Reputation: 11
So, I encountered this error trying to run the PCA via prcomp function on one of my datasets.
So the code I use is:
data(iris)
myPr <- prcomp(iris[, -5], scale = TRUE)
PCA <- cbind(iris, myPr$x)
then a ggplot2 part for the graph. So, in this example, Iris is a data.frame (class) with 4 numerical columns and a 5th character column.
Sepal.Length | Sepal.Width | Petal.Length | Petal.Width | Species |
---|---|---|---|---|
Min. :4.300 | Min. :2.000 | Min. :1.000 | Min. :0.100 | setosa :50 |
1st Qu.:5.100 | 1st Qu.:2.800 | 1st Qu.:1.600 | 1st Qu.:0.300 | versicolor:50 |
Median :5.800 | Median :3.000 | Median :4.350 | Median :1.300 | virginica :50 |
Mean :5.843 | Mean :3.057 | Mean :3.758 | Mean :1.199 | |
3rd Qu.:6.400 | 3rd Qu.:3.300 | 3rd Qu.:5.100 | 3rd Qu.:1.800 | |
Max. :7.900 | Max. :4.400 | Max. :6.900 | Max. :2.500 |
I take the 5th out for the prcomp (as expected) and it works just fine. But then I tried using another dataset, I do the same conversions exept for the scale (as it is not needed) and have to remove more columns (columns 1-6, which are character - categorical variables). The code in question is as follows:
DATASET_PCA_MERGED <- read_xlsx ("C:/Users/i5/Desktop/TCGA MERGED Desktop.xlsx")

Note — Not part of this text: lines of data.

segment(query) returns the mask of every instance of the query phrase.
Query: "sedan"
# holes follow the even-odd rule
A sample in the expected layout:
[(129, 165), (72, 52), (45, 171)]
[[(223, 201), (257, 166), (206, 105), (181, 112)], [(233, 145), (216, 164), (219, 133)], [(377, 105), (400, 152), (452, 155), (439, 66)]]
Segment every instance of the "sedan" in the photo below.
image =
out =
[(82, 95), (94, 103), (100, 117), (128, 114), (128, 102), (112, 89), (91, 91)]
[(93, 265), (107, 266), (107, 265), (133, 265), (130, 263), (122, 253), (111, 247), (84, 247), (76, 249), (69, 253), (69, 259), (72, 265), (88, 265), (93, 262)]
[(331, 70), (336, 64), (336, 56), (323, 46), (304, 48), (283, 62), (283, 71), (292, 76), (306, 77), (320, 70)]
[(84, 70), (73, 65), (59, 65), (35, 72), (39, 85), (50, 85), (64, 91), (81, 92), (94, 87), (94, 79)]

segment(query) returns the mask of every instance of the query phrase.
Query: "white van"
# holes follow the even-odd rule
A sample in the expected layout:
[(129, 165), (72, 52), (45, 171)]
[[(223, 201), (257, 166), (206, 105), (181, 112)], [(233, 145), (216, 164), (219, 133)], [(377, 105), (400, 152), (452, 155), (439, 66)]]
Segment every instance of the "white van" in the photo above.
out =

PCA_Input <- (DATASET_PCA_MERGED[, -c(1,2,3,4,5,6)])
myPr <- prcomp(PCA_Input)
Note that checking the class of PCA input you get the data.frame same as iris in the example/test The prcomp in ths case leads to:
Error in colMeans(x, na.rm = TRUE) : 'x' must be numeric
class(PCA_Input) [1] "tbl_df" "tbl" "data.frame"
All columns are set to character even though on excel they are numeric (tested importing in CSV too, same issue).
So I tried to convert to numeric in several ways following different posts here, but all of them required the object to be unlisted, which can't be done if Im going to run a PCA afterwards, as I need to keep the structure of this dataframe. Can someone help me on how could I convert columns to numeric while keeping the data frame structure?
Going even further on another approach, I used the raw data in .txt
DATASET <- read.delim("C:/Users/i5/Dropbox/Guilherme Vergara/Doutorado/Data/Datasets/TCGA LGG/EXP_DATA.txt")
na.omit(LGG_EXP)
PCA <- LGG_EXP[, -c(1,2)]
myPr <- prcomp(PCA)
And then I get a new error: Error in svd(x, nu=0, nv=k) : Infinite or missing values in 'x'
looking through other posts here, I tried to: all(is.finite(unlist(PCA))) [1] FALSE
So, I have some infinite values in this dataset. Not sure how to proceed here - either locate them for removal or another approach
> sapply(PCA, "is.infinite"(PCA))
Error in is.infinite(PCA) :
default method not implemented for type 'list'
> sapply(PCA, "is.infinite"(unlist(PCA)))
Error in match.fun(FUN) :
'is.infinite(unlist(PCA))' is not a function, character or symbol
I didn't go any further from this as I'm not sure what the problem is and Im clearing not using 'sapply' function correctly. In addition, I'd like to solve it without the need of getting access to the .txt files (as this will be a recurrent problem in my line of work). Can someone please try to help me with this?
Thanks in advance
Upvotes: 1
Views: 189